ESM Preprocessing Gallery – reporting

Reporting tools

The esmtools package has some tools to help to create a preprocessing report and data quality reports. In particular, we have developed two tools: highlight text, and toggle button. Also part of those tools, you can have a look at the Session and Dataset info section. All tools are implemented in the advanced version of the preprocessing report (see the report example folder).

Highlighting text

In the report, we particularly encourage highlighting any data modifications and identified issues. Users can emphasize specific sections, making it easier to spot and communicate changes made during the preprocessing phase. Often, you only need to copy and paste the required code (see the instruction in the template) and adapt the description part. We propose two methods:

‘txt()’ function from the esmtools package. It can be used in two different ways.
- Basic: make reporting simple.
- Exporting: enable exporting of the comments.
HTML tags and CSS code: it does not requiere function.

txt(): basic

id: a character string that makes the link with the css style. Predefined styles are: ‘esm-issue’, ‘esm-mod’, ‘esm-inspect’. You can create your own CSS style and associate it.
title: the part that is highlighted.
count: a logical value (TRUE by default) indicating whether to include a count in the title part.

For instance, the following inline code `r txt(id='esm-issue',title='Issue',count=TRUE)` The issue is that ... gives:

Issue 1: The issue is that …

Note for consiseness, you can remove the argument names (e.g., ‘txt(’esm-issue’,‘Issue’,TRUE)’).

Note

You can as well highligth:

Data modifications: using `r txt(id='esm-mod','Modification',TRUE)` I changed ...

Modification 1: I changed …

Data inspection: using `r txt(id='esm-inspect','Inspection')` Here we can see that ...

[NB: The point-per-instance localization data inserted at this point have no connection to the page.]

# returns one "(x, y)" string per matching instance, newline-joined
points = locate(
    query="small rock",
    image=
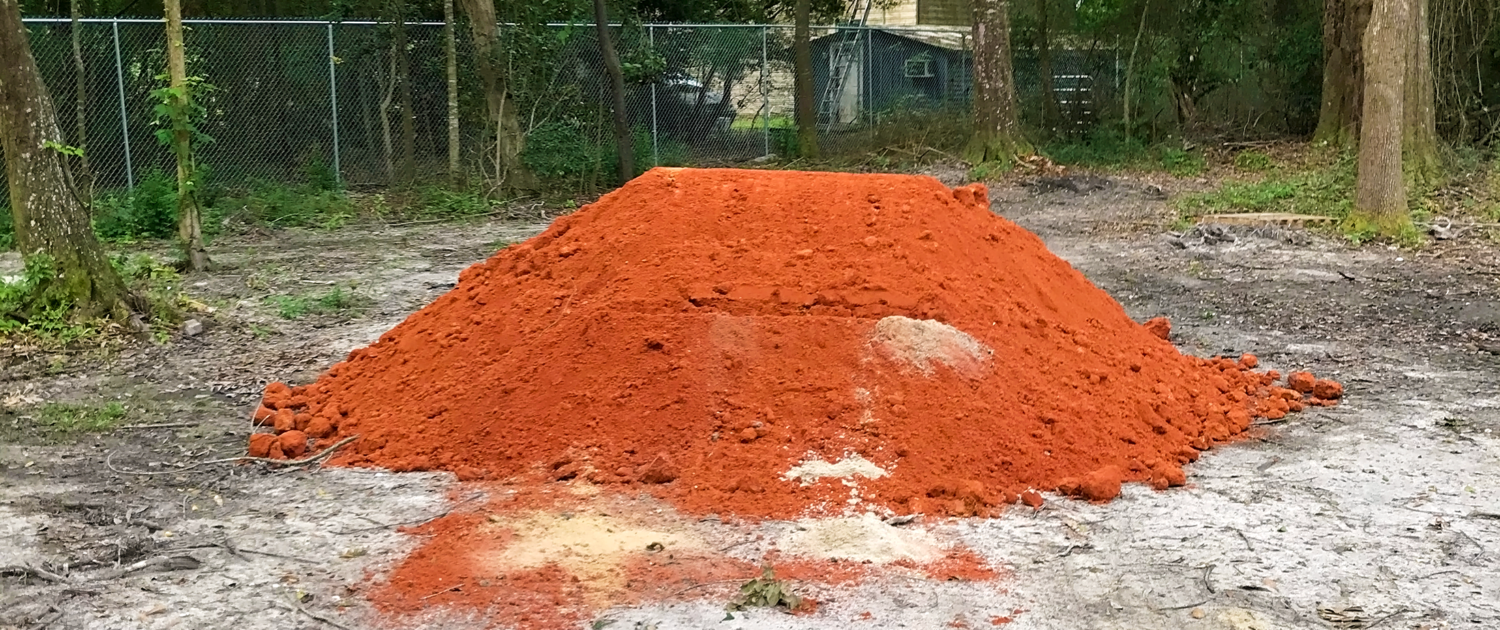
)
(1328, 390)
(1031, 498)
(1301, 381)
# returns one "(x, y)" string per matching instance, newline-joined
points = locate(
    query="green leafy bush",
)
(6, 230)
(149, 212)
(32, 303)
(1253, 161)
(1181, 162)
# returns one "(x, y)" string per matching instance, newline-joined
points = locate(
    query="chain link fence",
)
(300, 101)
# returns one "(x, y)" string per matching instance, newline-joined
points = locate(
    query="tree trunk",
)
(189, 222)
(48, 218)
(1344, 24)
(624, 146)
(1419, 140)
(450, 50)
(803, 81)
(1380, 206)
(996, 129)
(84, 179)
(509, 171)
(1050, 114)
(408, 116)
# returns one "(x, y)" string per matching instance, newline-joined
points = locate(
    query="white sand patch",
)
(860, 539)
(593, 548)
(924, 344)
(812, 471)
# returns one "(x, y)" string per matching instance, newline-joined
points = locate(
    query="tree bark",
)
(1419, 140)
(1050, 114)
(48, 218)
(189, 221)
(1380, 206)
(408, 116)
(624, 144)
(450, 50)
(509, 171)
(84, 179)
(1344, 24)
(996, 131)
(803, 80)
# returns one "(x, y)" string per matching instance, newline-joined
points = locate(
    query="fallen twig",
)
(165, 425)
(446, 590)
(144, 564)
(1386, 618)
(281, 462)
(708, 584)
(47, 620)
(39, 572)
(294, 608)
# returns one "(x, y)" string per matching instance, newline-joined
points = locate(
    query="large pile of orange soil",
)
(774, 344)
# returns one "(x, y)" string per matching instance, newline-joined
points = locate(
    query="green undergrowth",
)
(1326, 189)
(1107, 150)
(330, 302)
(1323, 188)
(35, 312)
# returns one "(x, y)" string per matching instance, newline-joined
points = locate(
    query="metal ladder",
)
(843, 56)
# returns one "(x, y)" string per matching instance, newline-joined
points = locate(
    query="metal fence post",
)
(333, 99)
(765, 99)
(125, 119)
(656, 152)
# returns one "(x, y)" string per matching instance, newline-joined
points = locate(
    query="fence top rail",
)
(59, 20)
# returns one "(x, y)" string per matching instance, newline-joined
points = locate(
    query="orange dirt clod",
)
(1158, 326)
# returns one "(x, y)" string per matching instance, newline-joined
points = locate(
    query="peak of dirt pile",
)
(776, 344)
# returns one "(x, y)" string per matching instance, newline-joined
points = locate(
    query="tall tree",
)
(1380, 203)
(408, 116)
(1050, 116)
(450, 50)
(501, 120)
(1344, 24)
(806, 110)
(48, 216)
(624, 146)
(996, 129)
(1419, 119)
(84, 179)
(179, 101)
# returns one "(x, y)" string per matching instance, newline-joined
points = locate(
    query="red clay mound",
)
(729, 339)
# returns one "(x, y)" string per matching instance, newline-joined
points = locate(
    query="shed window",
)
(920, 66)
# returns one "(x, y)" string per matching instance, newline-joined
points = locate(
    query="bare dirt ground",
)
(1382, 512)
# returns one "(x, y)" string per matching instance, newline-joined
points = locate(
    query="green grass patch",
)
(66, 420)
(333, 300)
(60, 422)
(1326, 191)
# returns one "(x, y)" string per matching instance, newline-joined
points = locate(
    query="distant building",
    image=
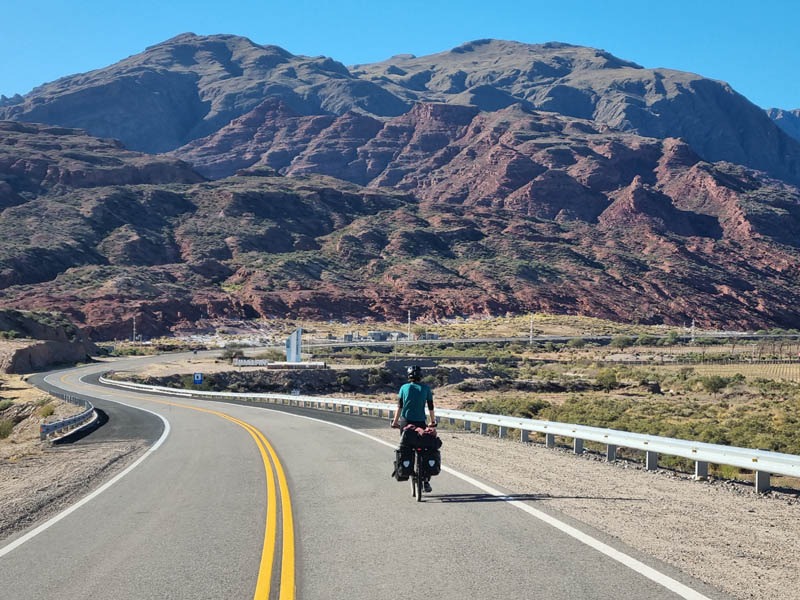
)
(378, 336)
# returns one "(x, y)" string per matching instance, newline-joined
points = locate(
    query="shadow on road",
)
(514, 497)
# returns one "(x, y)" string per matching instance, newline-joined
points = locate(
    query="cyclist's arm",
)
(430, 407)
(396, 419)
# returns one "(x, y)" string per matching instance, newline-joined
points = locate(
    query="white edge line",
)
(650, 573)
(49, 523)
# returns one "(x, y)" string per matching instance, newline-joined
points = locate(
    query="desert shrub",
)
(621, 342)
(231, 352)
(343, 381)
(607, 379)
(714, 384)
(528, 408)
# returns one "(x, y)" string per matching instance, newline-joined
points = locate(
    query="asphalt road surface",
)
(242, 501)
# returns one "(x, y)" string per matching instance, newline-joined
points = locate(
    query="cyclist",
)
(411, 401)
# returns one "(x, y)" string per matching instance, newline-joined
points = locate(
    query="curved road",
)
(240, 501)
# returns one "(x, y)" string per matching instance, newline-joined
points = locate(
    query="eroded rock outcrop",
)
(34, 341)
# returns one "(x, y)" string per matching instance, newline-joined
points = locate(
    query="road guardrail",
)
(762, 462)
(70, 424)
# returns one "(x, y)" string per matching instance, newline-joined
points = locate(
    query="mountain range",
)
(495, 177)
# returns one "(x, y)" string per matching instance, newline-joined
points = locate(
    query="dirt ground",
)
(38, 479)
(722, 533)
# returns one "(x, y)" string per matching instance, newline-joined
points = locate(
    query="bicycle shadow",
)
(458, 498)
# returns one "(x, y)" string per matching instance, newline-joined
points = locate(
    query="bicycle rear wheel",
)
(418, 475)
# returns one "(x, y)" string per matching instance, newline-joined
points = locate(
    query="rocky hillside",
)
(512, 210)
(191, 86)
(33, 341)
(788, 120)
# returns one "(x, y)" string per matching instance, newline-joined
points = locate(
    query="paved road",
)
(191, 521)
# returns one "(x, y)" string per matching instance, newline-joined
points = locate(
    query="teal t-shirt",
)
(414, 397)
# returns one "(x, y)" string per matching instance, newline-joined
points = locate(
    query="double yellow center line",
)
(287, 578)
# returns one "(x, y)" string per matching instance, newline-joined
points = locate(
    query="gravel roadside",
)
(721, 533)
(37, 486)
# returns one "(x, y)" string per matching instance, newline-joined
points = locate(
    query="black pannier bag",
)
(430, 442)
(403, 463)
(431, 462)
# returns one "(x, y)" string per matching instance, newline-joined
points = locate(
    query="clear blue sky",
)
(755, 46)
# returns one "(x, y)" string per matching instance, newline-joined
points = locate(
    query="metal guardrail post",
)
(611, 452)
(701, 453)
(651, 461)
(761, 481)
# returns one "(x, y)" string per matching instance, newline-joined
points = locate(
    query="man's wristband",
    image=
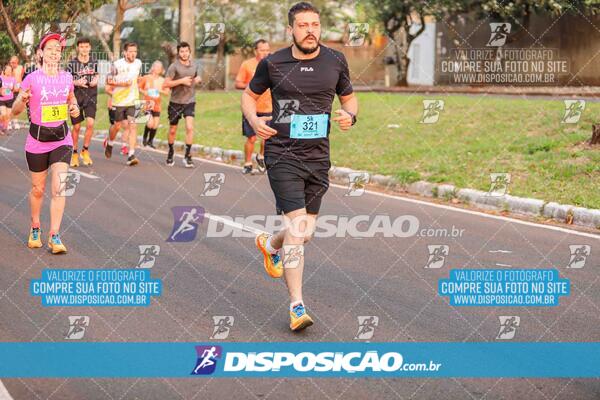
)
(353, 117)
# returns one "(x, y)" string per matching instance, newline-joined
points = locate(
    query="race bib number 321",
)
(309, 126)
(54, 113)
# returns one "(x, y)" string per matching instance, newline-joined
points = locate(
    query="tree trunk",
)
(595, 134)
(218, 80)
(121, 4)
(97, 32)
(187, 24)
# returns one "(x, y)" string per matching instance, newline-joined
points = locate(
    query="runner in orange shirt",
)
(151, 86)
(263, 105)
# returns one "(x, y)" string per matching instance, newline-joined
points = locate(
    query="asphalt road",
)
(116, 208)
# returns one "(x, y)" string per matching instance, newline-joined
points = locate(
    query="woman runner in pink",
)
(49, 92)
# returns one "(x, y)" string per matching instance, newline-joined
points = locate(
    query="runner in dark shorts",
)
(48, 147)
(84, 69)
(304, 80)
(263, 107)
(182, 78)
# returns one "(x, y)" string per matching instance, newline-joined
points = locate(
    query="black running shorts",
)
(298, 184)
(177, 111)
(43, 161)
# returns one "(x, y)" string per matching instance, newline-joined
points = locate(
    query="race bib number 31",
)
(309, 126)
(54, 113)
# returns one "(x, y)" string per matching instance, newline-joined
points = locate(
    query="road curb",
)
(517, 205)
(563, 213)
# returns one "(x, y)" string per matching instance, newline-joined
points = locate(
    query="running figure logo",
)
(212, 183)
(573, 111)
(77, 325)
(207, 359)
(431, 111)
(68, 183)
(186, 220)
(500, 32)
(212, 34)
(223, 324)
(366, 327)
(148, 254)
(437, 255)
(499, 184)
(292, 255)
(579, 255)
(357, 183)
(508, 327)
(357, 33)
(287, 108)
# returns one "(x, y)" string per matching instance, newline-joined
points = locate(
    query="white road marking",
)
(415, 201)
(4, 395)
(84, 174)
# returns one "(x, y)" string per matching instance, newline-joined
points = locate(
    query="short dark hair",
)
(128, 45)
(183, 45)
(297, 8)
(84, 40)
(259, 41)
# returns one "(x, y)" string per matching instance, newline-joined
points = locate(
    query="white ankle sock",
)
(295, 303)
(269, 247)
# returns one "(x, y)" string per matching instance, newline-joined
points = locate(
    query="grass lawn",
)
(475, 136)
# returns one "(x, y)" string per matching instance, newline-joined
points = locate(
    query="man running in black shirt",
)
(304, 80)
(85, 78)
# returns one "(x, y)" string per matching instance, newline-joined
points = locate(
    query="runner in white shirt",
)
(124, 80)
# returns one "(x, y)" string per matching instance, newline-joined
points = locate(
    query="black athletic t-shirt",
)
(304, 87)
(87, 71)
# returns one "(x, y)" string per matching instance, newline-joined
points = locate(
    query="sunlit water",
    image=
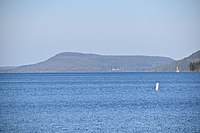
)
(100, 102)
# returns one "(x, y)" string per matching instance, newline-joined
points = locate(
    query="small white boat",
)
(157, 86)
(177, 70)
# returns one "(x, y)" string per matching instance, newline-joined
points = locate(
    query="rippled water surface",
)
(100, 102)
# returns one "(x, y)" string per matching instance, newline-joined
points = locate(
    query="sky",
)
(32, 31)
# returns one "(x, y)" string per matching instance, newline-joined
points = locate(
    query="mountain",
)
(182, 64)
(79, 62)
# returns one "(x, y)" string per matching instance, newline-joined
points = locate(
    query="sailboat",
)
(177, 70)
(157, 85)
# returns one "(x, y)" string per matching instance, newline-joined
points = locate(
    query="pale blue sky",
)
(34, 30)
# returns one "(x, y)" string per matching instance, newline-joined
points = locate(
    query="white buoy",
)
(157, 85)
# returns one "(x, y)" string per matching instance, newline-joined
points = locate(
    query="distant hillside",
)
(182, 64)
(79, 62)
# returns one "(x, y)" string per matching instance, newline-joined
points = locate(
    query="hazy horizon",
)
(33, 31)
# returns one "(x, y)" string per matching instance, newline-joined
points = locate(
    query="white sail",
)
(157, 85)
(177, 70)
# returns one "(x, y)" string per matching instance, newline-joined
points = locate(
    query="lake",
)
(100, 102)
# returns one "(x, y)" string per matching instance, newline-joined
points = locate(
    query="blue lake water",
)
(100, 102)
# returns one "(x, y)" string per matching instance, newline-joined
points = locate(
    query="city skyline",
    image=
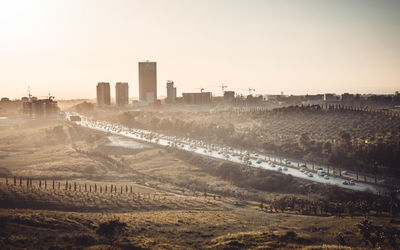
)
(302, 47)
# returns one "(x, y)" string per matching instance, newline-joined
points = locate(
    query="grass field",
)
(169, 200)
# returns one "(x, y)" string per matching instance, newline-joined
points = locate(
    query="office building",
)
(103, 93)
(171, 92)
(148, 81)
(197, 98)
(121, 93)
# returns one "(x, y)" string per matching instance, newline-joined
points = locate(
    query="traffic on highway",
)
(251, 159)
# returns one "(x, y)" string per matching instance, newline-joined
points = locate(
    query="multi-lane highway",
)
(252, 159)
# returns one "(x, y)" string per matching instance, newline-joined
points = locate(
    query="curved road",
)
(229, 154)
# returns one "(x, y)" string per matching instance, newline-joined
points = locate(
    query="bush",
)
(111, 229)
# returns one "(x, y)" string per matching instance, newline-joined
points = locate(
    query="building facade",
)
(171, 92)
(197, 98)
(103, 93)
(148, 81)
(121, 94)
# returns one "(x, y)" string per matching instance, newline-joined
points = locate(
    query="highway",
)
(252, 159)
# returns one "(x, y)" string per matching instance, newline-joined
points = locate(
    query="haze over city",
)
(298, 47)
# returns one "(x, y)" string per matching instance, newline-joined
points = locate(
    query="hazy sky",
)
(299, 47)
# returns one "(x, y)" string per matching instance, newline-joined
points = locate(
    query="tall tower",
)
(171, 91)
(103, 93)
(122, 93)
(148, 81)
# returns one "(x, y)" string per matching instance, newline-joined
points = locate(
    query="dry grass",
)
(169, 214)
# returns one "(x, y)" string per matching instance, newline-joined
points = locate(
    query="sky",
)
(64, 47)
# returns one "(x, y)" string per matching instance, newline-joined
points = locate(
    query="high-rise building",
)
(122, 93)
(197, 98)
(171, 91)
(103, 93)
(148, 81)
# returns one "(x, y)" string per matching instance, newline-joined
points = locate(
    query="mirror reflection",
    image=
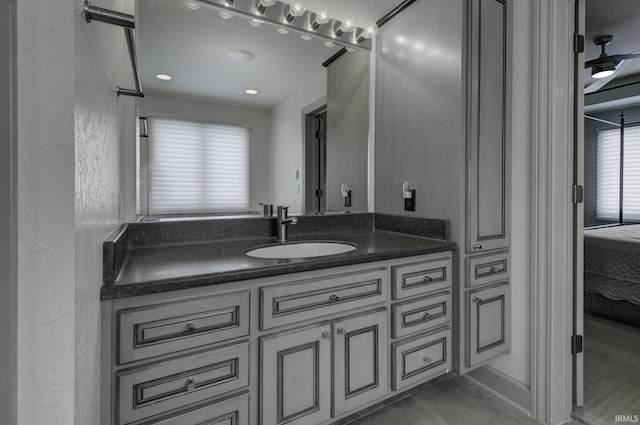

Inspection: Here we can see that …

Note

The ‘esm-issue’, ‘esm-mod’, and ‘esm-inspect’ css class styles are imported whenever you import the esmtools package. You can override those styles to modify the fonts, colors, etc., as you like (an example is commented). In certain cases, you might need to use the ‘!important’ declaration to override the default style definitions.


<style>
.esm-issue{
  /* font-family: Georgia; */
}
</style>

txt(): exporting

The txt() function generates custom text and provides the option to include an optional count that can be integrated into the text. Whenever you have spotted an issue in your dataset (e.g., duplication), you can use the inline code below (within ``). In constract with the basic use of the txt() function, the description need to be within the function, specified inside the ‘text’ argument. The arguments of the function are the following:

id: a character string that makes the link with the css style. Predefined styles are: ‘esm-issue’, ‘esm-mod’, ‘esm-inspect’. You can create your own CSS style and associate it.
title: the part that is highlighted.
text: give a description to the spotted issue.
count: a logical value (TRUE by default) indicating whether to include a count in the title part.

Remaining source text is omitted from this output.